Figure 1 illustrates the patient-centric activities that surveyed teams perform during pre-launch, launch and post-launch phases.
- Many of the pre-launch patient-centric medical communication activities center on gathering insights from healthcare providers (HCPs), patients or internal personnel.
- Most surveyed teams gather patient insights and incorporate them into medical publications no matter the lifecycle phase. Doing so can help establish a strong pipeline of information between life science company teams and their target audience.
- Greater shares of teams begin supporting patient call centers during launch and post-launch. Supporting call centers during these phases makes sense — teams can’t provide assistance for a product if it hasn’t reached the market.
- Launch and post-launch is also when growing numbers of survey respondents engage in medical education.
- Interestingly, teams don’t incorporate the internal personnel perspective following a product launch. Employee insights may be most impactful before a product reaches market and during its launch year.

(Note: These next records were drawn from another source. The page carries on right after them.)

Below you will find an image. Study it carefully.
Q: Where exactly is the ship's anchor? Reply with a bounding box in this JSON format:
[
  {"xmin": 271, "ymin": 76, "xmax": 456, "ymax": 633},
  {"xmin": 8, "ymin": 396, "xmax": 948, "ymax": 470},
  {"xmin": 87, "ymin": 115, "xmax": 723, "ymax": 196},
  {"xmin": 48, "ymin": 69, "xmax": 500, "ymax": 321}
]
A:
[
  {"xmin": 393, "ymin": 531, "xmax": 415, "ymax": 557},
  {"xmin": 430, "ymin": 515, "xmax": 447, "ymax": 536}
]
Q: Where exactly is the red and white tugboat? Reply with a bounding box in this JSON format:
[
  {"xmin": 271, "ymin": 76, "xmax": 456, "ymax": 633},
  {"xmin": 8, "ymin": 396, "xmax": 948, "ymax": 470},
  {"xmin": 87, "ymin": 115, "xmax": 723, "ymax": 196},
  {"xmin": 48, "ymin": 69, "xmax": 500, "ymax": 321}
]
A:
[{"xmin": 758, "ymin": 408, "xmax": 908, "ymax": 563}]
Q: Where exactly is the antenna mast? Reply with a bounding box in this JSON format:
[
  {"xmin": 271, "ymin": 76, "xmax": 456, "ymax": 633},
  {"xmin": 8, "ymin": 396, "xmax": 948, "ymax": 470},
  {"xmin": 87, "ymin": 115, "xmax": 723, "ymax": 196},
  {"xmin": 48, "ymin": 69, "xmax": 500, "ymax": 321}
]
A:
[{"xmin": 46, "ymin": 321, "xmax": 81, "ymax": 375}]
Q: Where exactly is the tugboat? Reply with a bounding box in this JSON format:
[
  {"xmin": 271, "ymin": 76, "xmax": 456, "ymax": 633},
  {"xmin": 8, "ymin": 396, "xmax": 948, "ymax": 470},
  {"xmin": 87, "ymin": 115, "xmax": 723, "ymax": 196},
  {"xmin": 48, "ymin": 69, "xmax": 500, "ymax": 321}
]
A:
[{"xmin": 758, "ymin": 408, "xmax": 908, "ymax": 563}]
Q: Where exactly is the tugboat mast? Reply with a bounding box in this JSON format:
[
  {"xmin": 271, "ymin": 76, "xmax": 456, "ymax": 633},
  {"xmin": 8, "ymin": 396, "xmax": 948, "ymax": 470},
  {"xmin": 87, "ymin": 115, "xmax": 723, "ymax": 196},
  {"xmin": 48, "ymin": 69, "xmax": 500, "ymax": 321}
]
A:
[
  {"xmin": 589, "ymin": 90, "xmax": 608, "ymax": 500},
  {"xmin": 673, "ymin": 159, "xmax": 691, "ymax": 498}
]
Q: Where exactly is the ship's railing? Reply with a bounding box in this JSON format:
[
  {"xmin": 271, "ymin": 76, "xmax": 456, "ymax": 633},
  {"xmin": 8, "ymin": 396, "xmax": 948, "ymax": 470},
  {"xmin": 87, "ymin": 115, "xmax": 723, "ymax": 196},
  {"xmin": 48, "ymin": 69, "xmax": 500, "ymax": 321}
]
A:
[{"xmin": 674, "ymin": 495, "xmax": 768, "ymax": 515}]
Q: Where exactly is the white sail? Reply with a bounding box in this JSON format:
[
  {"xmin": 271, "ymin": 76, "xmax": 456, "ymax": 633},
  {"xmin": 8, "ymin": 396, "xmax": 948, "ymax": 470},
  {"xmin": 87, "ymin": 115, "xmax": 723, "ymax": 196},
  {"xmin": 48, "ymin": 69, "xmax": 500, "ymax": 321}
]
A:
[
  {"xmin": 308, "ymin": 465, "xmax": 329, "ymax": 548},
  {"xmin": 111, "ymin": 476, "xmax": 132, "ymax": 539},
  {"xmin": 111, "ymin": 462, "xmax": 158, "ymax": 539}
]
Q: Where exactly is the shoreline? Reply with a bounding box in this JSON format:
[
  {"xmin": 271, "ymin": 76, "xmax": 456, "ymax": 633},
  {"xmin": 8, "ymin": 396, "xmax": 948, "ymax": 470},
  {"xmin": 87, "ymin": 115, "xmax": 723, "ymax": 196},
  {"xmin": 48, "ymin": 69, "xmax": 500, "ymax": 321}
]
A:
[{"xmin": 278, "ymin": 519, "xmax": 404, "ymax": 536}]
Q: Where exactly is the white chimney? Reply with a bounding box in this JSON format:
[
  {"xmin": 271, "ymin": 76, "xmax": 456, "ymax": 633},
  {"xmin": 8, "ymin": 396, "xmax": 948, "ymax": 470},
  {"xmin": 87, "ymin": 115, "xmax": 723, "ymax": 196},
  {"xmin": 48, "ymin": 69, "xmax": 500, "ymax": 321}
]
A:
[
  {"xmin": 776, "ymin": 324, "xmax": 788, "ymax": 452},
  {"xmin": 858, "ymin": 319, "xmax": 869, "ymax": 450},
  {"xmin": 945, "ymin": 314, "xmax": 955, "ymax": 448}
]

Figure 1: Methods to Be More Patient-Centric: Medical Communications Activities
As shown, gathering patient insights makes up a huge part of patient-centric medical communications activities — which makes finding sources for this patient voice paramount. Many of the teams surveyed report patient advocacy groups are useful for gathering insights. Others say that social media can provide valuable patient interaction. Teams can go to these forums at any time, which allows them to incorporate the patient’s voice early and often.